For this specific case, the best fix without changing functionality is to avoid dereferencing filePath when it may be null. Instead of calling filePath.toString() in the error message, we can build the message from values that are always available: basePath and fileName, both of which are validated as non-null at the top of the method. We can simply replace "System IO Error writing file: " + filePath.toString() + " " + e with "System IO Error writing file: " + basePath.resolve(fileName) + " " + e. This uses basePath.resolve(fileName) again purely for string construction; even if that throws, it would be another RuntimeException being thrown from within the catch, which is acceptable and does not reintroduce a null dereference. Alternatively, we could fall back to a literal that indicates an unknown path, but using basePath and fileName preserves nearly identical functionality.

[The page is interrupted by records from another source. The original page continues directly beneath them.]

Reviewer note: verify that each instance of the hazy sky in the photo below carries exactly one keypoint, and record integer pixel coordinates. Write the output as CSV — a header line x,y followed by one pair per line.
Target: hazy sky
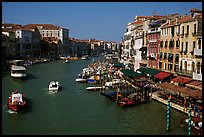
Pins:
x,y
86,20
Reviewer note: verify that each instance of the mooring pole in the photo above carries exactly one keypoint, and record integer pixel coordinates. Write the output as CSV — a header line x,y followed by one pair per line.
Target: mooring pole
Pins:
x,y
189,122
168,116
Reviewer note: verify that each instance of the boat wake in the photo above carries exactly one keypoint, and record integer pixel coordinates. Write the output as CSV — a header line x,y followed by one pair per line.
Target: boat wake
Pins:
x,y
11,112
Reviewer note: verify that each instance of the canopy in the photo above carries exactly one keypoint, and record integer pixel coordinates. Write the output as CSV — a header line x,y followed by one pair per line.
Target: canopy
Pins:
x,y
195,84
175,88
181,80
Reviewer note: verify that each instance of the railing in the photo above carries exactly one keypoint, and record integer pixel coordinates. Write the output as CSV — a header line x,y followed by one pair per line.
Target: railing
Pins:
x,y
197,52
197,76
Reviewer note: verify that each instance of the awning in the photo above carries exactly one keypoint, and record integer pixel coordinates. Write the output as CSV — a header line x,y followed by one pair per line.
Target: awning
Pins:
x,y
149,71
195,84
162,75
177,55
181,80
143,49
164,54
160,54
175,88
131,73
118,65
170,55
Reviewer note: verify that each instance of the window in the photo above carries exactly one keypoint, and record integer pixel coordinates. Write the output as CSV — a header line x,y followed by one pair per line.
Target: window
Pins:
x,y
199,44
183,30
186,47
187,31
194,29
161,44
177,43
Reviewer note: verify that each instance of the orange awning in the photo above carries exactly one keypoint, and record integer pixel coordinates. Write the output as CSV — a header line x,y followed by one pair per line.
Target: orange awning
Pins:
x,y
162,75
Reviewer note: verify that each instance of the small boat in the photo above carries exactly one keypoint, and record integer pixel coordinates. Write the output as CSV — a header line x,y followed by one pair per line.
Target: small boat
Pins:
x,y
85,57
67,61
196,124
54,86
17,101
18,71
95,88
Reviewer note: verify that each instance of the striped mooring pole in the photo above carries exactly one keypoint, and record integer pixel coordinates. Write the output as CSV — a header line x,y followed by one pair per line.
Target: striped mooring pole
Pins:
x,y
189,122
168,117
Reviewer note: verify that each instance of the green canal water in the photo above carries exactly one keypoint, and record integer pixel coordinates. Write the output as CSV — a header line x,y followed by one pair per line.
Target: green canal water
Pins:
x,y
76,111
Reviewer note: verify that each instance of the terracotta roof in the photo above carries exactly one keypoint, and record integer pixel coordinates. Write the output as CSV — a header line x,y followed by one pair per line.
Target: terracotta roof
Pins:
x,y
42,26
162,75
136,22
196,10
181,80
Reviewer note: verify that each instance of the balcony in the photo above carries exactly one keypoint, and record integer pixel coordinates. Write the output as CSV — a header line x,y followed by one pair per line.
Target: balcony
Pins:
x,y
153,40
197,52
197,76
186,34
194,34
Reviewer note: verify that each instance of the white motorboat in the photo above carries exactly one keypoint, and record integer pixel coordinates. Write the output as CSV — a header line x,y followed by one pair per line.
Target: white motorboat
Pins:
x,y
18,71
54,86
113,82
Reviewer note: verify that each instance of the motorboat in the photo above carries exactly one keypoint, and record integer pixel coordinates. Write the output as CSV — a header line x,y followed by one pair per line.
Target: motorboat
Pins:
x,y
67,61
18,71
85,57
196,124
54,86
95,88
17,101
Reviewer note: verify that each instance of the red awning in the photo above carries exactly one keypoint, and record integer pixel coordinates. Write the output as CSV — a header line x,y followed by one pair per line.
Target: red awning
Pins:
x,y
185,90
181,80
195,84
162,75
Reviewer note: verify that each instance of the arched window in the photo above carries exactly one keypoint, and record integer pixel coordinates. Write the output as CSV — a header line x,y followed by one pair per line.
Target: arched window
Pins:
x,y
198,67
193,67
185,66
199,44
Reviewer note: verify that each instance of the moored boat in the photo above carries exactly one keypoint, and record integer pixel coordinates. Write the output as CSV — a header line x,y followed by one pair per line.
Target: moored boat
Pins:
x,y
196,124
17,101
95,88
18,71
85,57
54,86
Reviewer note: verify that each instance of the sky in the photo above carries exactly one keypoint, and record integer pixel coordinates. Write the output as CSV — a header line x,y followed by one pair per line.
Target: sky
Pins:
x,y
90,20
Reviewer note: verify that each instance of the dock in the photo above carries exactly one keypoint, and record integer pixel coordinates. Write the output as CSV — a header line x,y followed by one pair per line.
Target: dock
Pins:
x,y
173,105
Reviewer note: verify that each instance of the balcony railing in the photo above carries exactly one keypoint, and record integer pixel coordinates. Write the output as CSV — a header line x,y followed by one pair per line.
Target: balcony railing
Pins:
x,y
197,76
193,34
186,34
197,52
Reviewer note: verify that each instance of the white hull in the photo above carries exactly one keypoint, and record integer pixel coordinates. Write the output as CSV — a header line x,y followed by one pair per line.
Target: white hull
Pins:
x,y
19,75
95,88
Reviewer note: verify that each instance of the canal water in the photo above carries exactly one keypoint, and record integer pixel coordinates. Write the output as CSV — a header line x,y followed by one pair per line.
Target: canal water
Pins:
x,y
76,111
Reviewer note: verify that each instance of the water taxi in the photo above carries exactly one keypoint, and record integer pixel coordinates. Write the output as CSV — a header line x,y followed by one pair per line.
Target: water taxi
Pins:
x,y
17,101
18,71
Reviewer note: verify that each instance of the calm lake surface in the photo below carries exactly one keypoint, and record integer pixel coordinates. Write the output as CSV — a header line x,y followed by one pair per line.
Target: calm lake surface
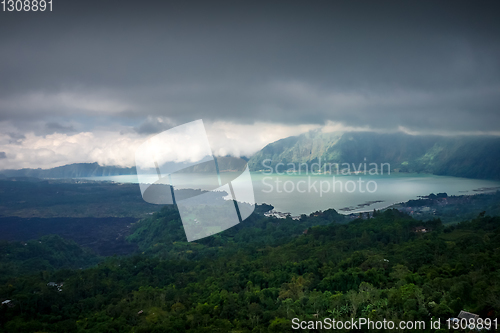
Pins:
x,y
304,194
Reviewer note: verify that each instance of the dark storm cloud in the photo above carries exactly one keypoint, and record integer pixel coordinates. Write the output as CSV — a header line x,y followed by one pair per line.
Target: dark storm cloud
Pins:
x,y
420,65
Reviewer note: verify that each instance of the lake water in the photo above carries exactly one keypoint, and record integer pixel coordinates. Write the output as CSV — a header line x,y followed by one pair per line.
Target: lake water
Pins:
x,y
304,194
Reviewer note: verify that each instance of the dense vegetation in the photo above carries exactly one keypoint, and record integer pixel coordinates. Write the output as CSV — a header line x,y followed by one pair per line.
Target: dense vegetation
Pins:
x,y
473,157
380,267
71,198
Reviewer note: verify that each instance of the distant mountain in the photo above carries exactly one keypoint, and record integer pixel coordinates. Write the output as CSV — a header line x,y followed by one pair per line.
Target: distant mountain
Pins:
x,y
71,171
76,170
472,157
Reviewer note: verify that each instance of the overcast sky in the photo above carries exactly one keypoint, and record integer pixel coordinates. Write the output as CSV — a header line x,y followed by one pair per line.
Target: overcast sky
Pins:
x,y
91,80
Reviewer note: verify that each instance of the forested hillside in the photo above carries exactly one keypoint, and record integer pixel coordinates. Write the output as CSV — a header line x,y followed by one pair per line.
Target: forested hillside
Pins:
x,y
473,157
382,267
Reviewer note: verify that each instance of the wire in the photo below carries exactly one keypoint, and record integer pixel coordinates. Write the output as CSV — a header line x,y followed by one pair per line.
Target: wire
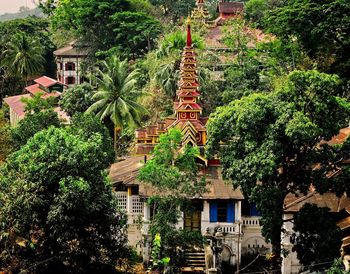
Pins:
x,y
39,263
278,270
248,264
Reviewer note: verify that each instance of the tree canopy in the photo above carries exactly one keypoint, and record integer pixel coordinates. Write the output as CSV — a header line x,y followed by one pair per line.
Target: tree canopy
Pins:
x,y
172,174
108,26
272,141
77,99
58,213
322,27
311,224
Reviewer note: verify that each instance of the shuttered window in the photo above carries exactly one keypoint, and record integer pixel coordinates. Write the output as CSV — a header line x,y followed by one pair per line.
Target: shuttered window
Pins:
x,y
222,211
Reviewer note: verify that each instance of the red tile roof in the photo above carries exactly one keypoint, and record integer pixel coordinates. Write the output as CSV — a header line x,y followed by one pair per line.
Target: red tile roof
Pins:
x,y
344,133
189,94
185,106
71,50
293,203
230,7
46,81
51,94
33,89
16,105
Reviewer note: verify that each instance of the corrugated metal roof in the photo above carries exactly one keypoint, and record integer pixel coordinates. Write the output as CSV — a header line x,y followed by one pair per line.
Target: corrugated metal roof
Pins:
x,y
126,172
71,50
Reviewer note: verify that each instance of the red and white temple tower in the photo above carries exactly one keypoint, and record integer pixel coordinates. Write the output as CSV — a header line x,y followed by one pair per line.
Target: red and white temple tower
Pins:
x,y
187,108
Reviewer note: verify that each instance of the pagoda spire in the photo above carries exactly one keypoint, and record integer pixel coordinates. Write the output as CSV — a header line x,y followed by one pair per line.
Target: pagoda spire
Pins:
x,y
189,36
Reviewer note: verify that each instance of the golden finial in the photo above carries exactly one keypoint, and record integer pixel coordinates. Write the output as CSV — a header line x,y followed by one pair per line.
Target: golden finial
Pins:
x,y
188,21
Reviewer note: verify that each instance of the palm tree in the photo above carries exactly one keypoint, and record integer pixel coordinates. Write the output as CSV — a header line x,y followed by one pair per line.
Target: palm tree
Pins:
x,y
23,57
116,95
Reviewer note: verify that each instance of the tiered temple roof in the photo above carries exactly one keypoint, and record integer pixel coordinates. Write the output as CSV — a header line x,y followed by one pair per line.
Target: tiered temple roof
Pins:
x,y
200,13
187,108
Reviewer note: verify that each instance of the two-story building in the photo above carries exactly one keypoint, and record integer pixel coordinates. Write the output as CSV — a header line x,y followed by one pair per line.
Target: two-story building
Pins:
x,y
47,86
69,60
220,207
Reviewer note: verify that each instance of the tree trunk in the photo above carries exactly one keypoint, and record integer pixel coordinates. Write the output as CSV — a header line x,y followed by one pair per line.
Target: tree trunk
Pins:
x,y
276,235
116,133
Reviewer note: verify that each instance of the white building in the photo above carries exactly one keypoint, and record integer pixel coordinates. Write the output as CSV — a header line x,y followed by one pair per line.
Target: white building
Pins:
x,y
69,60
220,207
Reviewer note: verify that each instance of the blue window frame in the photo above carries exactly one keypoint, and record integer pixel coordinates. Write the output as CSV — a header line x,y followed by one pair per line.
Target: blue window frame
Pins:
x,y
222,211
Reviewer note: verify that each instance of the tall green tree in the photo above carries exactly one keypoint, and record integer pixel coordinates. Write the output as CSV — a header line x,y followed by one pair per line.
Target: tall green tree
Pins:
x,y
174,9
31,124
316,237
323,29
135,33
77,99
271,142
108,26
23,56
116,95
35,29
58,213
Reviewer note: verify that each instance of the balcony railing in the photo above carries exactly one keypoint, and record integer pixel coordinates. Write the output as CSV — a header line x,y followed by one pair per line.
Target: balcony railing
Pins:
x,y
251,221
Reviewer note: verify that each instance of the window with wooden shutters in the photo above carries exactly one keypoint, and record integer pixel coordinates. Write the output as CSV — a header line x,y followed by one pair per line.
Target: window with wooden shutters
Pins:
x,y
222,211
70,66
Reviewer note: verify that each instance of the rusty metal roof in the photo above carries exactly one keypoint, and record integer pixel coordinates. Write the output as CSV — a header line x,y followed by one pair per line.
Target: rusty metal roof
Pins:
x,y
230,7
294,203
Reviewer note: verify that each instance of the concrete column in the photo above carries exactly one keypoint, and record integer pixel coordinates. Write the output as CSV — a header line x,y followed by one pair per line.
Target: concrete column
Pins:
x,y
238,211
205,217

Only the catch block in putFileBytes (lines 135–137) of src/test/java/org/apache/datasketches/common/TestUtil.java needs to change. No new imports or methods are required.
| @@ -133,7 +133,8 @@ | ||
| filePath = basePath.resolve(fileName); | ||
| Files.write(filePath, bytes); | ||
| } catch (IOException e) { | ||
| throw new RuntimeException("System IO Error writing file: " + filePath.toString() + " " + e); | ||
| throw new RuntimeException( | ||
| "System IO Error writing file: " + basePath.resolve(fileName) + " " + e); | ||
| } | ||
| } | ||
| } |
This replaces a bunch of methods attempting to read file bytes that were not robust, especially in a Windows OS environment.
This is a far simpler and more robust and modern solution that is only one method.